3 Things You Can Do to Stand Out in a Crowded Marketplace
How to make your brand a category of one
PHOTO CREDIT: Getty Images
Every business owner does due diligence on the competitive market before launching the business. While looking at others in your space is informative, some entrepreneurs get obsessed with the counterparts in their industry and lose sight of their own offering.
As a coach in the fast-growing personal development industry, if you don't stand out you become a commodity. Due to lack of regulation, the barrier to entry is relatively low and this floods the market with a lot of coaches who are clamoring to build their databases, followers, and fans to establish market share.
Whether you are a coach or in another industry, you can remember three main rules to stand out from the competition.
1. Avoid Appealing to the Lowest Common Denominator
The biggest mistake that I made (and I am sure almost every new entrepreneur makes) is to try to please everyone.
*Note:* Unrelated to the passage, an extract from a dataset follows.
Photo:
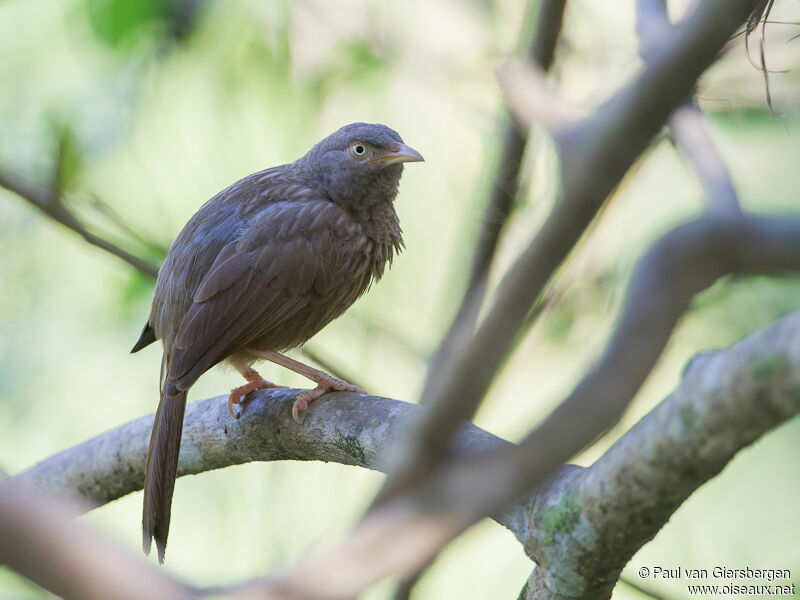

Instead of focusing on my ideal customer, I would spend just as much time trying to capture leads from anyone who would need help with the solution I provided.
In the beginning, I was looking at my competitors and seeing how they were marketing to get ideas. This led to "dumbing down" the copy, pricing, and offerings to compete with theirs. By doing this we were trying to appeal to the lowest common denominator rather than our ideal customer. We were targeting a mass consumer audience when our product was actually highly-specialized. No one knew how unique we were because we sounded just like everyone else.
Instead of the lowest common denominator, we shifted our copy and programs to appeal to the outliers which were a smaller, but more affluent market. Our lead conversion from sales calls went from 25 percent to 90 percent which reduced ad spending and required less staff time to make more revenue.
2. Don't Obsess Over Your Competition
Get informed but do not obsess over your competition. When you are trying to find your ideal target market, watching your competition can confuse your mind as to what your true audience really wants.
I used to subscribe to dozens of newsletters from consumer-branded coaches to get ideas of what the successful coaches were doing. This caused me to get sidetracked, question my offerings and what I assumed was a successful strategy. I would test out what they were doing since they seemed to be more successful. This did not help our bottom line as they were not targeting the same market. We ended up with a huge list of unqualified leads and lower conversion rates.
I unsubscribed from all of those newsletters, avoided following them on social media and I was able to reclaim focus on our brand and company vision.
3. There s No Competition
Even in a crowded marketplace with tons of people who are offering the same exact thing, there is no one like you or your company. Instead of trying to mimic your competition, create your own unique voice, your own style and find your own people.
When you try to be the best for everyone, you end up just being mediocre. Identify what is unique about your offering and make that a part of your brand so your ideal customer can recognize you as you rise above all of the noise.
When we provided content and marketing that appealed to our ideal audience, they were so happy to have found us. They tell us that we stood out from the others and our work is exactly what they were looking for in personal development. Our work isn't for everyone, but that's the point. We have no competition.